Proyecto Casa Nómada by the Grupo Del Borde, is presented as a temporal and mobile make-shift dwelling that travels from one place to another on a tree trunk. Lacking any sort of fixed residence, it moves constantly. The project was parked for only a day at the Paseo de las Rosas in Ushuaia, before embarking on another journey. They move unto the Bahí­a Encerrada, perform and stop once again momentarily at the Barrio Felipe Varela, not without first inviting all those who wish to stop by and visit with them to dance a tango, drink some hot brew, or simply chat with them at their house. In another more distant dialogue, Haro Callesten and Stautsager draw upon the similarities between Ushuaia and a Danish city help of publications, conversation, field recordings and photographic records.

Daniel Trama’s work insists upon going over a different territory: the installation format. His proposal’s concern with how to recycle temperatures translates itself into a simulacrum toying with the idea of circuitry. Ice blocks, represented on blue wax, melt with the aid of cables fed by hot stoves crossing a landscape and back again. The cable becomes a line in the drawing and serves as an energy conduit in a self-sustaining feeding system. The cables are also a system of passages and transformations on the state of the material that turn it into a self-referencing circuit. Helical lights act as a conceptual oscillation and manage to project a very potent rectangle of light on the wall, transforming the drawing into something pictorial and thereby disarticulating the limits proposed by the format.

4.
Aves Migratorias, a project carried out in several stages and coordinated with the assistance of schools by Edith Matzen Hirsch and Fernando Goin as well as Prácticas Sensibles, directed by Marcelo Giménez and Alicia Romero, were initiatives linked to the educational sphere. In this way, an in situ platform and a virtual one were articulated as part of the promotional effort, teaching, training, and artistic discussion. Interviews and information were available through a website showing the activity by the artists of the Patagonia region. Environmental concern was to be found in videos by Andrea Juan, who worked with a team of glaciologists and geographers registering performances in the Antarctic.
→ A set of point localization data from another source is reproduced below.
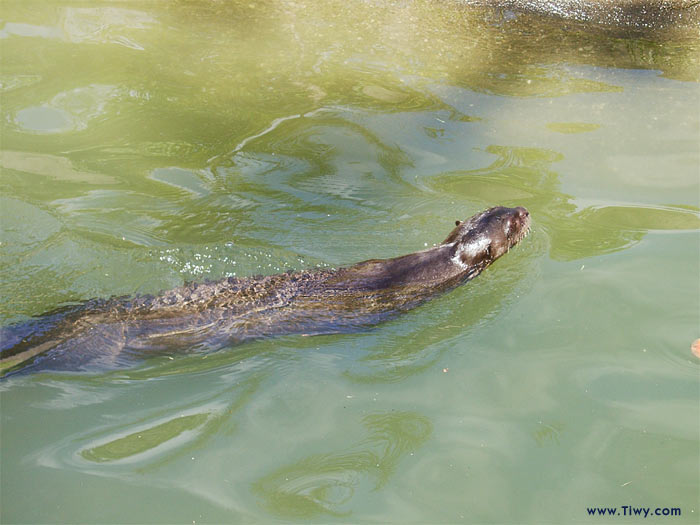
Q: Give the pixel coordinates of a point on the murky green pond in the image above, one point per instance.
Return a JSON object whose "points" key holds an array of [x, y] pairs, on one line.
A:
{"points": [[148, 144]]}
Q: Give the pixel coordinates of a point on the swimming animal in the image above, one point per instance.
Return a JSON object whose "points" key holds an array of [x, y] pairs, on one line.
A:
{"points": [[110, 333]]}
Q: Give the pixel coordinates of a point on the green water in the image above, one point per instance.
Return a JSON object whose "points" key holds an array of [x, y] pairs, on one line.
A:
{"points": [[147, 144]]}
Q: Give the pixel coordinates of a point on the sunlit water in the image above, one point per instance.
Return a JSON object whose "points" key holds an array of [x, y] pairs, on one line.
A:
{"points": [[148, 145]]}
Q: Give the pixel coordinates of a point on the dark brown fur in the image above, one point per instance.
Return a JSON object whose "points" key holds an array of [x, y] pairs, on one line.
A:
{"points": [[110, 333]]}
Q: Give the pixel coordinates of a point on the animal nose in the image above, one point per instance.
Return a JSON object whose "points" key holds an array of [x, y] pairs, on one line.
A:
{"points": [[522, 212]]}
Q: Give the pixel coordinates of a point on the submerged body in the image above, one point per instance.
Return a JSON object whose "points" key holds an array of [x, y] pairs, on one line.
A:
{"points": [[111, 333]]}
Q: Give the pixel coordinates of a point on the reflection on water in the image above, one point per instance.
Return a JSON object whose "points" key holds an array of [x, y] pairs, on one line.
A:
{"points": [[524, 176], [326, 483]]}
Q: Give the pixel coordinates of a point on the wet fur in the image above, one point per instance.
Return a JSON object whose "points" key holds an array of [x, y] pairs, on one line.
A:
{"points": [[109, 333]]}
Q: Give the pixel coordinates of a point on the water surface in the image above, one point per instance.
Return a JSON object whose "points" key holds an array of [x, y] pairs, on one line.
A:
{"points": [[148, 145]]}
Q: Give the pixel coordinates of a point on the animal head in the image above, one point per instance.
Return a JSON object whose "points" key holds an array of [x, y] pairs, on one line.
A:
{"points": [[482, 239]]}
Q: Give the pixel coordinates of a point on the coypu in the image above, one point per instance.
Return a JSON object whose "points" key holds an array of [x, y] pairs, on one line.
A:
{"points": [[110, 332]]}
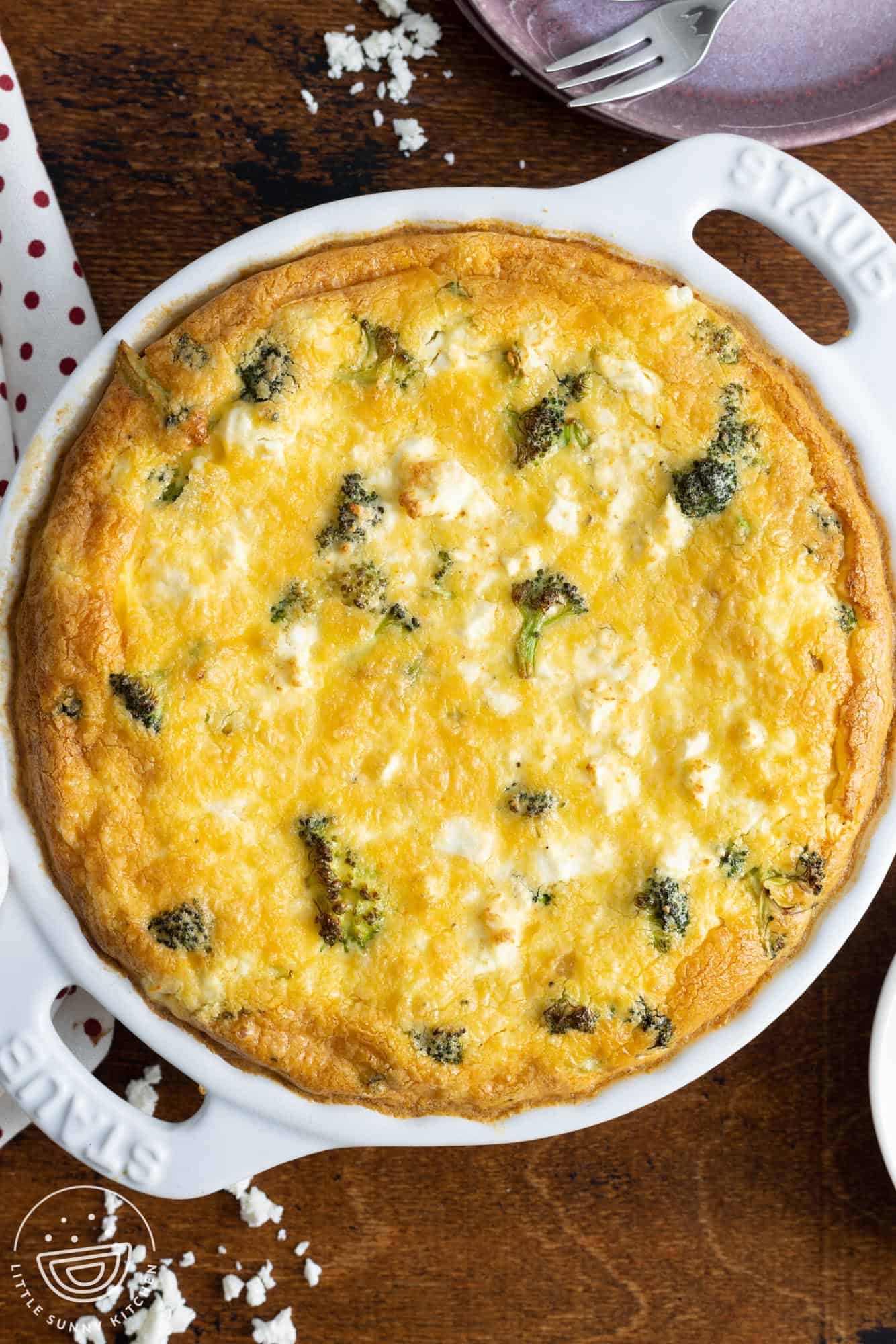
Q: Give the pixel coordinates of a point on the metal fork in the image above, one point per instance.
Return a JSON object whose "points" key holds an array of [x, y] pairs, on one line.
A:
{"points": [[671, 42]]}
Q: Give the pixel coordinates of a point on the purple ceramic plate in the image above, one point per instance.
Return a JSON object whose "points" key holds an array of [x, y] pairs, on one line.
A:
{"points": [[788, 72]]}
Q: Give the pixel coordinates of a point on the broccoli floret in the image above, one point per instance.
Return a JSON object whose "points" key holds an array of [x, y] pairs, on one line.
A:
{"points": [[734, 859], [267, 372], [542, 429], [357, 511], [139, 698], [182, 929], [709, 485], [768, 915], [444, 562], [564, 1015], [576, 386], [174, 479], [718, 341], [362, 585], [71, 705], [668, 908], [706, 487], [441, 1044], [545, 599], [847, 619], [827, 519], [350, 907], [400, 616], [652, 1021], [734, 435], [514, 358], [190, 353], [531, 803], [541, 896], [539, 431], [384, 354], [298, 600], [808, 873]]}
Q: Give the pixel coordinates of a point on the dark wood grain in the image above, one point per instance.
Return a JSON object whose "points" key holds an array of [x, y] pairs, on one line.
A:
{"points": [[753, 1206]]}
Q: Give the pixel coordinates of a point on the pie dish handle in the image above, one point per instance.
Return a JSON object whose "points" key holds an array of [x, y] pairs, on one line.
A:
{"points": [[858, 256], [217, 1147]]}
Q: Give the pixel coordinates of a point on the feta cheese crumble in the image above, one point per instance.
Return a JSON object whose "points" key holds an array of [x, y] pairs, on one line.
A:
{"points": [[88, 1331], [463, 838], [279, 1331], [232, 1287], [256, 1208], [410, 135], [167, 1315], [142, 1092], [109, 1224]]}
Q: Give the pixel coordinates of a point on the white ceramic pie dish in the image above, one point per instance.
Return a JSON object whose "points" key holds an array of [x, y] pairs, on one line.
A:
{"points": [[248, 1122]]}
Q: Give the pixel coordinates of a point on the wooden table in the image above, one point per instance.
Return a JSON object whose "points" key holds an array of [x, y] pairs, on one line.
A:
{"points": [[754, 1205]]}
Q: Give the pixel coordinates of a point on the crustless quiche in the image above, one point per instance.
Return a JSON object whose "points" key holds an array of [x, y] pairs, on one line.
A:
{"points": [[455, 669]]}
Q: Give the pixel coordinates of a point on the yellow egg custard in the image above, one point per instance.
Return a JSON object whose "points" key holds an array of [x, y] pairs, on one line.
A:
{"points": [[455, 669]]}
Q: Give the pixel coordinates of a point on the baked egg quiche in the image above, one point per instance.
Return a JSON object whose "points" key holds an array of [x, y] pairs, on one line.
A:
{"points": [[455, 669]]}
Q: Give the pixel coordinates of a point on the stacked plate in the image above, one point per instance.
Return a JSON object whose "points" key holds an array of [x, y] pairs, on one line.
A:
{"points": [[791, 75]]}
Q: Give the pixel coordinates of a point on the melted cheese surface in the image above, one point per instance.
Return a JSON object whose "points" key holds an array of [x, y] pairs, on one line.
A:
{"points": [[695, 705]]}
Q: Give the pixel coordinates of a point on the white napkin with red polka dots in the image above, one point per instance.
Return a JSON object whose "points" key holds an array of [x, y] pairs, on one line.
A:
{"points": [[48, 325]]}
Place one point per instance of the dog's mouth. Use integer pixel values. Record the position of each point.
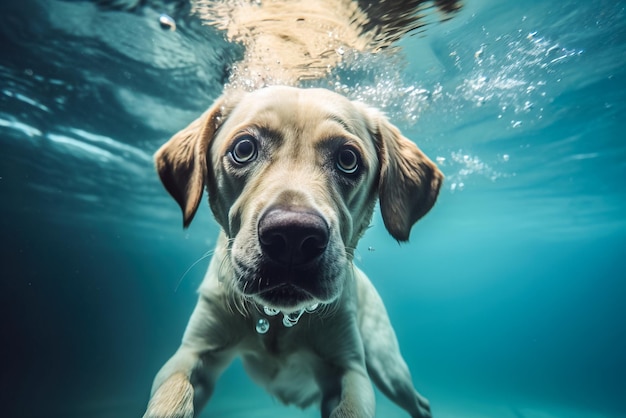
(283, 289)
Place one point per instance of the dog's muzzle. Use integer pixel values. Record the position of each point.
(292, 238)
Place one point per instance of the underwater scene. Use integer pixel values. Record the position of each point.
(509, 300)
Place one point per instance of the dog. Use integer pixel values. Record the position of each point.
(293, 176)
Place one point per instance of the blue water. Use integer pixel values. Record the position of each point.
(508, 302)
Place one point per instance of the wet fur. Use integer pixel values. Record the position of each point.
(331, 356)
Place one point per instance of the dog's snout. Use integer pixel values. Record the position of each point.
(292, 237)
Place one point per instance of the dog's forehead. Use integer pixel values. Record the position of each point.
(302, 110)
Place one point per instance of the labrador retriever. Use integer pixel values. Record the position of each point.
(293, 176)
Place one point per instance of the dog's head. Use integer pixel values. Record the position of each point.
(293, 176)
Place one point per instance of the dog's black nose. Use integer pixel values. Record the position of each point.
(292, 237)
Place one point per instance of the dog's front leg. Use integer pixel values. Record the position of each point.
(352, 397)
(185, 383)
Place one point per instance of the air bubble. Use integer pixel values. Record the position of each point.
(262, 326)
(167, 22)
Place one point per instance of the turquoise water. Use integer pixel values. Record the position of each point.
(508, 301)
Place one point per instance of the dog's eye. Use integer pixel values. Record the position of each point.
(348, 161)
(244, 150)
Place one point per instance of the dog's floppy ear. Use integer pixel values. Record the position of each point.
(409, 181)
(181, 161)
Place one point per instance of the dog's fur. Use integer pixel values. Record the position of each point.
(293, 176)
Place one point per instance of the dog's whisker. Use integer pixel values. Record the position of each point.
(208, 254)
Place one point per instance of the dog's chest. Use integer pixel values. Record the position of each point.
(284, 367)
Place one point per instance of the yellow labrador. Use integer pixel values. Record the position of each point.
(293, 176)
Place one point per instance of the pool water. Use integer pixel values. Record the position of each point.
(508, 302)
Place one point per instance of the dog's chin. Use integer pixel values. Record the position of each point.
(286, 298)
(286, 290)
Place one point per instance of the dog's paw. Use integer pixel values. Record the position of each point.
(173, 399)
(423, 408)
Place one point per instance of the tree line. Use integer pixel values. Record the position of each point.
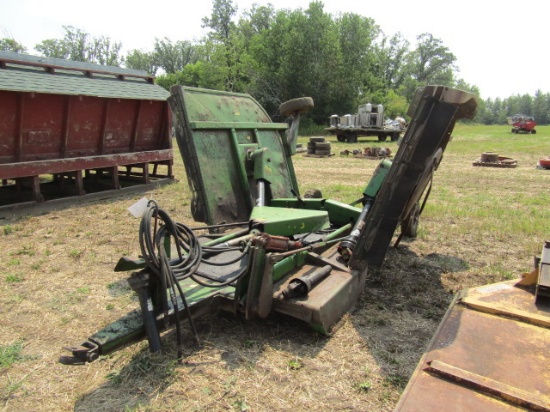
(341, 61)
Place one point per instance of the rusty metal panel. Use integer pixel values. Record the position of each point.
(58, 116)
(491, 353)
Charly Nijenshon also inscribed his work in this line through his lanscape projects. Among other artists who also focused on ecological emergencies, Jorge Fargas presented the Modelo de centinela climático, a gigantic information collecting sunflower that is sensitive to meteorological changes.

5.
Finally, we might say that what is specific to a site can be thought of only through repetition. This biennial amounts to a first exercise of perception upon place. Self-Reflexivity is no doubt a point of departure. Only insistence and (dis)continuity will give this movement new possibilities capable of actualizing a small story that is to begin at the end of the world.